Pour déterminer si les télomères jouent effectivement un rôle causal dans la maladie, les chercheurs ont créé un modèle de souris dépourvu de Trf1, une protéine essentielle à la fonction des télomères. Ces souris atteintes de télomères dysfonctionnels ont également développé une fibrose rénale, « soulignant l’importance d’une fonction télomère appropriée dans la protection contre la fibrose rénale », écrivent les auteurs.
Télomères courts qui modifient l’expression des gènes
Conscients que les gènes impliqués dans la transition épithéliale-mésenchymateuse sont surexprimés chez les patients atteints d’insuffisance rénale, les auteurs ont étudié l’expression de ces gènes chez des souris avec des télomères courts. Effectivement, « nous avons constaté que les télomères courts induisent des changements dans l’expression des gènes impliqués dans l’EMT. »
En guise de démonstration finale de l’importance des télomères dans la fibrose rénale, les auteurs ont cultivé des cellules rénales dans lesquelles ils ont exprimé le gène de l’enzyme télomérase, qui allonge les télomères. Dans ces cellules avec des télomères restaurés, le programme de transition épithéliale-mésenchymateuse est revenu à la normale, et les cellules ont retrouvé leur apparence saine et pré-fibrose.
« Comme les télomères courts s’accumulent avec le vieillissement dans l’organisme, il est tentant de supposer que les programmes d’EMT pathologiques associés au vieillissement, tels que le cancer et différents types de fibrose tissulaire, peuvent être causés au moins en partie par la présence de télomères courts », concluent les auteurs.

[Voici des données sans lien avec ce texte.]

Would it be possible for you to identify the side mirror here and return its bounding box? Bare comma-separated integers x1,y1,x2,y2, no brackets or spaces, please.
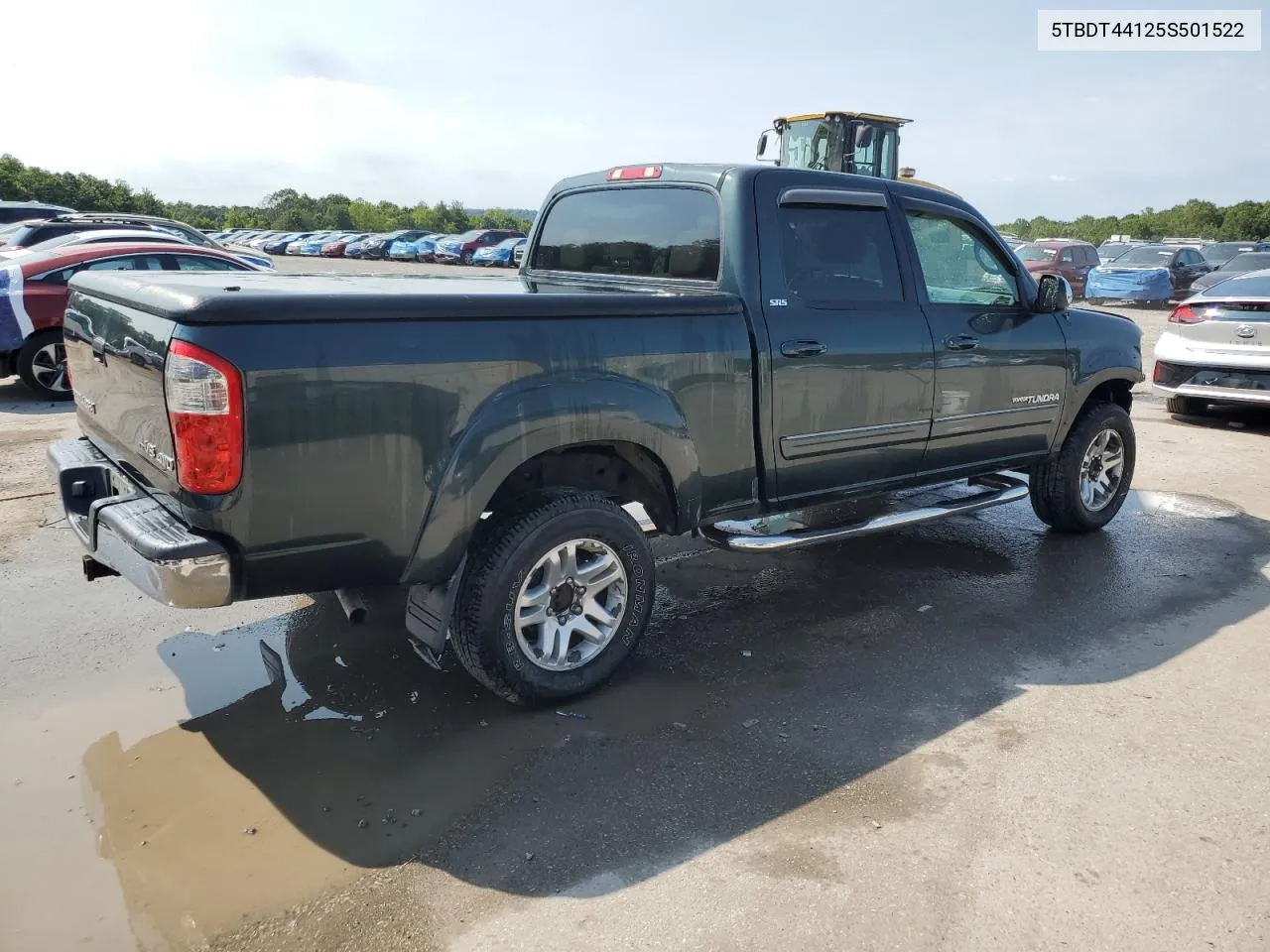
1036,274,1072,313
754,130,781,163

Selon Saraswati, « compte tenu de l’implication significative de la fibrose dans le cancer, il est important de décrire l’origine de la fibrose rénale et de la corréler avec la présence de télomères courts. »
La source:
Centro Nacional de Investigaciones Oncológicas (CNIO)
Référence du journal:
Saraswati, S., et al. (2021) Les télomères courts et dysfonctionnels sensibilisent les reins au développement de la fibrose. Vieillissement de la nature. doi.org/10.1038/s43587-021-00040-8.